March 05, 2018 11:28 PM
(ABC 6 News) -- Days after President Donald Trump proposed substantial tariffs on imported steel and aluminum, a local steel manufacturer said it's too early to know exactly what impact it will have on their business, though markets for the products will likely remain strong in the near term.
Chad Gossard, the sales manager at McNeilus Steel in Dodge Center, said those in the industry have been talking for months about the potential for import tariffs but right now potential effects are unclear.
"There's a lot of uncertainty out there right now as to what that impact will be going forward," he said. "The biggest impact it will have is on is the price of the material on the market today."
Trump announced the 25 percent tariff on imported steel and 10 percent tariff on aluminum imports last week, two weeks after U.S. Commerce Secretary Wilbur Ross recommended them after an investigation into the imports' impact on national security.
The proposal hasn't sat well with some Republicans, including House Speaker Paul Ryan (R-Wis.), who voiced his concerns Monday through his spokesperson. When asked about Ryan's comments, Trump said he isn't backing down and doesn't expect the move to spark a trade war, despite vocal opposition from the European Union and Canada.
Currently, the tariffs would be on all steel and aluminum imports, but Gossard said the focus should be narrowed to countries that sell materials at or below cost.
"A lot of us in the industry would like to see it where it's impacting those that seem to be trading unfairly where they're subsidized by their governments to offset costs," Gossard said.
Trump has signaled he is open to removing the tariffs from Canadian and Mexican imports, but only if the two countries are willing to renegotiate NAFTA.
"People have to understand, our country on trade has been ripped off by virtually every country in the world, whether it's friend or enemy. Everybody," Trump told reporters Monday.

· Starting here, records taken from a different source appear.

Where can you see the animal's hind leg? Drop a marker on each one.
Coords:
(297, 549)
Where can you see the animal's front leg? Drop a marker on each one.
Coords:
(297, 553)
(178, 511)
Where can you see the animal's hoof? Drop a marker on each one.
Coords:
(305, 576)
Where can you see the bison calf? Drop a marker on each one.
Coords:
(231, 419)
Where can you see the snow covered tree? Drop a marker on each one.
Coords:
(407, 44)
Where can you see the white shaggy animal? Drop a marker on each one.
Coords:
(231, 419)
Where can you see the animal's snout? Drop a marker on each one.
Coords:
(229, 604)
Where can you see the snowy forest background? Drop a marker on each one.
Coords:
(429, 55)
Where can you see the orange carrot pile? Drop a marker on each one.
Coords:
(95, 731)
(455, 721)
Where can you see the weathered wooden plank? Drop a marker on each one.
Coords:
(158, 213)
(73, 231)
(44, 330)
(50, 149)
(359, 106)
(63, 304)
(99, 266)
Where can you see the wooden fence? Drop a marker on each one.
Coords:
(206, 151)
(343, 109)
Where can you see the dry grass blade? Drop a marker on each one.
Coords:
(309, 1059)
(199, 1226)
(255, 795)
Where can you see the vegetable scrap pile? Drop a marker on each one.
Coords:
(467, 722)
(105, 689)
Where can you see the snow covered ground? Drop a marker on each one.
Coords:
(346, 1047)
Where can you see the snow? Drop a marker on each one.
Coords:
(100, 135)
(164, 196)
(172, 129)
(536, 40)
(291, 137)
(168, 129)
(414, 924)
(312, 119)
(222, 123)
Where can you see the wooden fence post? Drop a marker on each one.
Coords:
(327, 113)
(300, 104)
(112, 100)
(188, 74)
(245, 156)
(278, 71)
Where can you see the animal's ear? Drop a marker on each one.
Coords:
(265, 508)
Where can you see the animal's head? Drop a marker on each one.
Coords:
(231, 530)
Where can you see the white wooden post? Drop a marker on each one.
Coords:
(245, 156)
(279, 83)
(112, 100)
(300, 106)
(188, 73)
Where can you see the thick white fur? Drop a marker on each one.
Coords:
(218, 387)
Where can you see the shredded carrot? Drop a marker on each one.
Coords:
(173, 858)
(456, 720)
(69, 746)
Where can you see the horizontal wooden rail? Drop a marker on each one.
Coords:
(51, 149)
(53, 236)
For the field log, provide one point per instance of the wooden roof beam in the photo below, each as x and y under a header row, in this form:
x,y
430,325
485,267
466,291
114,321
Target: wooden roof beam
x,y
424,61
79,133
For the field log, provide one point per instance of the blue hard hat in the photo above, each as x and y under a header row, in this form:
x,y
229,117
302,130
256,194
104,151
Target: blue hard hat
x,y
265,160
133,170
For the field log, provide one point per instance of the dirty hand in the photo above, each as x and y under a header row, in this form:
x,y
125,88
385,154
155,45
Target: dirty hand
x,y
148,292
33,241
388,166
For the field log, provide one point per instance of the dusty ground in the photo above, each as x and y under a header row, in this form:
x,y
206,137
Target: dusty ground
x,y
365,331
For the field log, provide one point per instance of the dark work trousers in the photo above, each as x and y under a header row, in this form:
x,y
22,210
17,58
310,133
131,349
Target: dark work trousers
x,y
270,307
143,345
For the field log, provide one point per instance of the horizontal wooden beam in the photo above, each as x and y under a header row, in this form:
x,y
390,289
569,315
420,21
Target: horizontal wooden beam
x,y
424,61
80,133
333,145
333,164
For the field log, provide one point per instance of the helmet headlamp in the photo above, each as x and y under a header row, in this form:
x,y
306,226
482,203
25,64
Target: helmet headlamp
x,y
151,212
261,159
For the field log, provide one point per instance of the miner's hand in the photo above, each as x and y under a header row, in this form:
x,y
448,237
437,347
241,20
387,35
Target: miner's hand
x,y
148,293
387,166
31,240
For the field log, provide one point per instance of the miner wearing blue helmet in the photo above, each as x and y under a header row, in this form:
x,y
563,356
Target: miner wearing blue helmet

McNeilus, which is headquartered in Dodge Center but also has locations in North Dakota and Wisconsin, currently serves more than 2,000 customers, many of which manufacture vehicles, agricultural equipment and lawn mowers. For their company, Gossard said it's business as usual until all the details have been announced.
"Depending on what happens with [the proposal], is it all countries or just a select few, and then once all that gets sorted out we'll be able to better know how to handle it going forward," Gossard said.